The "_" can be followed by any \w -- we could simply pull a new convention for 1+0 out of our hats, say, "__" or "_1plus0" :-)

cabo commented 11 months ago

We need examples for tagged — 1(_3 5)? 1_3(5)? 1(5)_3? Fortunately not for simple() -- that is deterministic

chrysn commented 11 months ago

For tagged, the cbor-diag crate interprets it the existing text to lead to 32_0("https://cbor.nemo157.com")

cabo commented 11 months ago

I copied that and completed the set (e.g., <<1>>_0) in PR #15

cabo commented 11 months ago

PR #15 is complete on the ABNF side, with considerable latitude given in the ABNF to what values the *wordchar in spec can take.
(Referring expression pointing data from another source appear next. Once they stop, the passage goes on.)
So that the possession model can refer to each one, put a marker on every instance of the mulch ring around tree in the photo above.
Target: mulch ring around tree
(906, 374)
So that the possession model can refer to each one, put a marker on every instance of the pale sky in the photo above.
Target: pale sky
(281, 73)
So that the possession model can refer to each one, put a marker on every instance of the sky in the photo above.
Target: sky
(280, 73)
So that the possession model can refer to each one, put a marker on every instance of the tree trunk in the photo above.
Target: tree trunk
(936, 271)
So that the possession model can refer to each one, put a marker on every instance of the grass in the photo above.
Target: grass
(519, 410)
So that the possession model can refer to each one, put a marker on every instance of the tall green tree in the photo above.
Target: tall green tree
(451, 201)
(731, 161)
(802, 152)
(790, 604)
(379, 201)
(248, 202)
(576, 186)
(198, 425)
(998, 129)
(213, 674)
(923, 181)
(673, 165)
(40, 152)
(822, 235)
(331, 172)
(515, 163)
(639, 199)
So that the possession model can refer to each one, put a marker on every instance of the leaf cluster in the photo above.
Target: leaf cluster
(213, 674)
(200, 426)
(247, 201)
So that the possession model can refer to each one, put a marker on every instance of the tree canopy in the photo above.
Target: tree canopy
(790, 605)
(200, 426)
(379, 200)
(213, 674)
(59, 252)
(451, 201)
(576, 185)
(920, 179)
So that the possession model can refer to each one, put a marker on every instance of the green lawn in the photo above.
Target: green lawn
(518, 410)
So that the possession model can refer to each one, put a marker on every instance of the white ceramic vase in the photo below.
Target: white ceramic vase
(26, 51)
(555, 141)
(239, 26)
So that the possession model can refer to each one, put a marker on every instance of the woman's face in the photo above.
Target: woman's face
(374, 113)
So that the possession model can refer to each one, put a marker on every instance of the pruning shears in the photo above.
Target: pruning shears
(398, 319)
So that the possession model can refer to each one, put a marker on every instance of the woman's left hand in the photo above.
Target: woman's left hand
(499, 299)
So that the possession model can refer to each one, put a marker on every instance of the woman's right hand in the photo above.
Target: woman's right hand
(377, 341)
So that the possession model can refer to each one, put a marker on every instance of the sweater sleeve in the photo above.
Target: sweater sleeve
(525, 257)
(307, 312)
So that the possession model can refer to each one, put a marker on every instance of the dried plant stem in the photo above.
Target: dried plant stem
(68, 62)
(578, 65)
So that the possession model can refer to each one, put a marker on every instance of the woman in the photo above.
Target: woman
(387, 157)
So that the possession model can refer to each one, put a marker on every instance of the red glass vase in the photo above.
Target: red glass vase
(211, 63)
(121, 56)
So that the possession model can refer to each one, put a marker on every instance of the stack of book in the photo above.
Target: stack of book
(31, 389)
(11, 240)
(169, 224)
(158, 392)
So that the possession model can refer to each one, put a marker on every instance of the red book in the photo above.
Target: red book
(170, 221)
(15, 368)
I'd like to merge this first, and then:

new text should explain what values the *wordchar in spec can take (empty string for indefinite on array and map, 0 to 3 and the new value, second _??, for ai=0..23) and...
how this applies to application-extensions (essentially: the same way it would apply to their output items, but as an opt-in to be defined in detail by each application-extension, which we then need to do).
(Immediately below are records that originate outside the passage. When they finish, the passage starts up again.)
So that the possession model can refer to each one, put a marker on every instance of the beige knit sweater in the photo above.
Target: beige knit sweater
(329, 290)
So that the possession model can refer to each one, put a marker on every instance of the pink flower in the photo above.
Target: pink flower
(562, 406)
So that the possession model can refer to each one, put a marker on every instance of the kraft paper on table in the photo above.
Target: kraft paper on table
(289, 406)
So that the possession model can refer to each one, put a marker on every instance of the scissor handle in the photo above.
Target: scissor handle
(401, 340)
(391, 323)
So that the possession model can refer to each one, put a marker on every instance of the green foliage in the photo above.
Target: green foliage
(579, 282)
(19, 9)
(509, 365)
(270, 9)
* We also should define something like a tag 999 for unimplemented application-extensions, as in 999(["dt", "4711"]), as proposed in #13. (Now PR #16)
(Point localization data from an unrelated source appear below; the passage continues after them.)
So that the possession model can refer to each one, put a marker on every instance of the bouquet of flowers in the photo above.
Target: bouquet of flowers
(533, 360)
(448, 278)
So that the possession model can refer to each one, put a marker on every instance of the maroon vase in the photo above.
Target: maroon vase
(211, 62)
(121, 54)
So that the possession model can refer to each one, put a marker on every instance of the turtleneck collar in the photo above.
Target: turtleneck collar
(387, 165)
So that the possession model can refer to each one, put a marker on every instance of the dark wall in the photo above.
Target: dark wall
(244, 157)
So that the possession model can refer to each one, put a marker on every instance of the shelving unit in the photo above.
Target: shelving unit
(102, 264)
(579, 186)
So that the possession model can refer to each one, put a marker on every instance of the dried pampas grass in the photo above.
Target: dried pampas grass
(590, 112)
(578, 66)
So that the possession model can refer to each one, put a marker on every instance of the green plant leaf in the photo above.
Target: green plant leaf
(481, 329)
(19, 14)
I don't think we want to have extensive text about round-tripping, but

we could mention that additional information is required to create non-basic diagnostic notation (e.g., b64 or application-extensions) is basing that on additional information. If CDDL is used for that, ~time does this for dt''; but how to decide '' vs h'' vs b64''?
We could also mention that the preferred [sic] way of implementing encoding indicators in cbor-to-diag is to put in encoding indicators only where the encoding is not already preferred encoding.

chrysn commented 11 months ago

I think that that'd be a good "preferred way". Note that for indefinite length encoding, as it's never preferred, it'd mean that it's always rendered explicitly (as (_ 'foo' 'bar') or [_ ...] etc), and that's good. (For <<>> parts and application literals that contain them and have no described structure for their insides, that may mean that they are not used unless the cbor-to-diag tool is configured to ignore those lengths.)

On that additional notation, being ~time is a good indicator (I don't suppose we want DT"" to mean that it carries a tag too). For b64 it could be a ~'d tag 21, but I don't know where the CDDL for it would be best described.